Yes, I can get an official copy.


----------



## jungo (Mar 21, 2011)

*Uh oh - I sent a UK post office certified copy of my passport*



jungo said:


> Yes, I can get an official copy.


There's such incosistency between the different UK visa websites.

I just realized the copy of my UK passport sent in is not really "notarized" - it is a copy verified by a UK Post Office Identity Verification Service (signed and stamped). 

I have a bad feeling that might not be good enough.... What do I do now?


----------



## Joppa (Sep 7, 2009)

jungo said:


> There's such incosistency between the different UK visa websites.
> 
> I just realized the copy of my UK passport sent in is not really "notarized" - it is a copy verified by a UK Post Office Identity Verification Service (signed and stamped).
> 
> I have a bad feeling that might not be good enough.... What do I do now?


This is in connection with your wife's settlement visa, right? Then don't worry - the consulate has access to an electronic version of your passport details if they want to.


----------



## jungo (Mar 21, 2011)

Joppa said:


> This is in connection with your wife's settlement visa, right? Then don't worry - the consulate has access to an electronic version of your passport details if they want to.


Is this the case? I've been reading forums online where they say that applications were denied because the sponsor's UK passport copy wasn't notarized (e.g. in Australia).


----------



## Joppa (Sep 7, 2009)

jungo said:


> Is this the case? I've been reading forums online where they say that applications were denied because the sponsor's UK passport copy wasn't notarized (e.g. in Australia).


Just read the Supporting Documents section of UK Visa Services. It says you only need a photocopy of the bio pages of your passport.
Don't believe everything you read on online forums - go to the official guides!

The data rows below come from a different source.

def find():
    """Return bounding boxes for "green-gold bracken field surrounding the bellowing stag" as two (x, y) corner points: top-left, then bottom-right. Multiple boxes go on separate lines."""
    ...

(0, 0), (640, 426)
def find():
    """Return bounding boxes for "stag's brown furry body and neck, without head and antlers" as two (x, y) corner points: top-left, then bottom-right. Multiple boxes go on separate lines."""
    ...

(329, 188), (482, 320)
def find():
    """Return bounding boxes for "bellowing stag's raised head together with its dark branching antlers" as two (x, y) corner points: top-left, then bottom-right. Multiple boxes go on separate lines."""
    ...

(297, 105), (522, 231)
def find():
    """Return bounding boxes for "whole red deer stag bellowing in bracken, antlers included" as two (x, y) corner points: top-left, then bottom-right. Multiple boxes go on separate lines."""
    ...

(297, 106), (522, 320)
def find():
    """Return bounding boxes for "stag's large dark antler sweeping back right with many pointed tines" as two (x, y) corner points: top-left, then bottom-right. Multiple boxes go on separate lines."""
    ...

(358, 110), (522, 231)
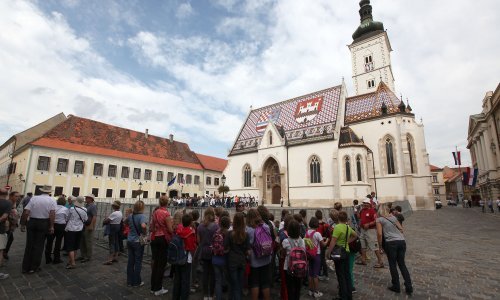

_Evidence of your sponsor’s immigration status/ permission to be in the UK
This could be *copies *of:
 *bio-data pages from their passport *or Travel Document
 valid UK visa or UK stamp from their passports
 Home Office letter confirming their permission to stay in the UK_


----------



## jungo (Mar 21, 2011)

Joppa said:


> Just read the Supporting Documents section of UK Visa Services. It says you only need a photocopy of the bio pages of your passport.
> Don't believe everything you read on online forums - go to the official guides!
> 
> _Evidence of your sponsor’s immigration status/ permission to be in the UK
> ...



Thanks - what's the source of this information? It conflicts with the Worldbridge info I got.


----------



## Joppa (Sep 7, 2009)

jungo said:


> Thanks - what's the source of this information? It conflicts with the Worldbridge info I got.


WorldBridge says:

_Original documents

You should provide original documents. Failure to submit original documents may mean your visa application is delayed or refused. *If you are not able to include original documents you should send certified or notarised copies*._

But since the Border Agency only requires a photocopy of biopage of sponsor's British passport (obviously you can't send the original as the sponsor may well need their passport for travel etc), so it doesn't need to be notarised.
So notarisation only arises if you are required to submit the original, such as marriage or birth certificate and you somehow cannot do so.


----------